The Office of Personnel Management last week offered guidance to agencies on how they should implement the recently enacted benefit providing federal workers with up to two weeks of paid bereavement leave following the death of a child.
The new leave was adopted as part of the 2022 National Defense Authorization Act, signed by President Biden last December.
In a memo to agency heads, OPM Director Kiran Ahuja wrote that although each agency is responsible for its own implementation of the new benefit, her agency wants to ensure that it is provided to employees across government “in an equitable and uniform way.”
The new leave category will be available to all Title 5 federal employees serving in permanent or term appointments of more than one year with at least one year of service. Employees with intermittent work schedules are not eligible, and seasonal employees cannot use leave during their off-season.
Employees become eligible for two weeks of paid bereavement leave if a child—including adopted, foster and step-children, as well as an adult child with “a mental or physical disability”—dies. The death essentially starts a one-year clock, during which employees may elect to take a period of up to two weeks of paid leave, although it cannot be taken intermittently without an agency’s approval in advance.

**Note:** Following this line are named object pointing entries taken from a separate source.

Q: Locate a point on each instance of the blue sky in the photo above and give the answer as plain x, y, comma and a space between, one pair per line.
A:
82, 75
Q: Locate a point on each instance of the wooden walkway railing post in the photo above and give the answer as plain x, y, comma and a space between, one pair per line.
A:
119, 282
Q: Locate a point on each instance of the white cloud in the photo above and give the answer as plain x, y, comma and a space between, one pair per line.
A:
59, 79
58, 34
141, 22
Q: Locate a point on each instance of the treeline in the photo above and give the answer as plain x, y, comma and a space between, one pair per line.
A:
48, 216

If an employee endures the death of a second child during that 12-month period, they effectively have two overlapping periods where they are eligible for paid bereavement leave, but any time off taken during the overlap will count against the two-week cap for both periods.

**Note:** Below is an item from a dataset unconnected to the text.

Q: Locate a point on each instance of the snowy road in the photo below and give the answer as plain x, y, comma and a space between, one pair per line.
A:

“If one or more children of an employee dies at a later time during a 12-month period associated with the earlier death of another child of the employee, each later death will result in the commencement of a corresponding 12-month period,” OPM wrote. “Thus, an employee may have overlapping 12-month periods. Any use of bereavement leave during an overlap period including parts of more than one 12-month period will count against the two-week limit for each affected 12-month period.”

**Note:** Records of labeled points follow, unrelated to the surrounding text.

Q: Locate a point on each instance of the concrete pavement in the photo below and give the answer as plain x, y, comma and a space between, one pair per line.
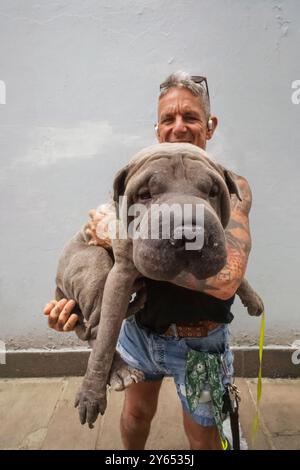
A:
38, 413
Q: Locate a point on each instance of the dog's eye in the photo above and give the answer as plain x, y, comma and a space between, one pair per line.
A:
214, 190
144, 195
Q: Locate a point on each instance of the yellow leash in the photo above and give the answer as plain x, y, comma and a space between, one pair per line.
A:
255, 423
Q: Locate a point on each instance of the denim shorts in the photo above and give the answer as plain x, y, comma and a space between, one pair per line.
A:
159, 356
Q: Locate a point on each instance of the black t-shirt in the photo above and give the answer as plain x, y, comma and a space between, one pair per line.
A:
168, 303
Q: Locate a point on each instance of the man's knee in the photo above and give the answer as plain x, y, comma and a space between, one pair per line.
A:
140, 402
201, 437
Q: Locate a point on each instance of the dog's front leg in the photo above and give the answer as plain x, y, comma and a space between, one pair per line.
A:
250, 299
91, 398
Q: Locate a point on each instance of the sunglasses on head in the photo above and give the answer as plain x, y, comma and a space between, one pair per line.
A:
197, 79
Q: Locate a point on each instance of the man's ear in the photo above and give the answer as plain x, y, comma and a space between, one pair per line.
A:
211, 127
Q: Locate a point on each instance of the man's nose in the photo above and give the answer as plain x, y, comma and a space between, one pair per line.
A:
179, 127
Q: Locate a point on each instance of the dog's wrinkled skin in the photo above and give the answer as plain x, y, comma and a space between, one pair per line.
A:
163, 173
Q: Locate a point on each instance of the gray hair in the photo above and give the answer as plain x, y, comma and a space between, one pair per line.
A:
183, 80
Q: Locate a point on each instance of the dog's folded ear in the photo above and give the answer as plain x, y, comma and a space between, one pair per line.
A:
230, 181
119, 186
119, 183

Agencies are responsible for converting employees’ bereavement leave entitlement from “two work weeks” to the equivalent hours based on their schedule, whether that be 80 hours for feds who work eight hours a day, or 144 hours for those who work six 24-hour shifts. If an employee changes their schedule while they have pending bereavement leave, the agency then must recalculate their remaining balance to reflect the proportion of remaining leave according to the employee’s new work schedule.
Because bereavement leave is a “stand-alone” leave program for federal workers, the use of this leave does not affect employees’ accrual of other paid leave or paid time off. It also does not preclude employees from using other types of leave for bereavement purposes when appropriate.
“An employee may continue to use sick leave for bereavement . . . for different hours not covered by bereavement leave,” OPM wrote. “That sick leave may be used for the specific limited purposes of making arrangements necessitated by the death of the employee’s child or to attend the child’s funeral; it does not cover the broader purpose of bereavement.”
If a federal worker moves to another job in the federal government, they maintain access to their bereavement leave until the end of their original one-year period. But if they leave federal service, they forfeit any remaining bereavement leave, unless they return to a federal agency before the end of their 12-month period.
Since the new leave benefit became effective when Biden signed the NDAA on Dec. 27, 2021, OPM stressed that agencies must allow employees to take the leave retroactively to substitute for previously taken leave.
“An employee may request, and an employing agency must grant, bereavement leave for which the employee is eligible to cover a past period of leave without pay occurring during a qualifying period,” OPM wrote. “If an agency determines that an employee used other paid leave to cover a period of time for which bereavement leave could have been used, an agency may allow the employee to retroactively substitute bereavement leave for such other paid leave upon making a determination that the employee lacked information or was not allowed to use bereavement leave at the time.”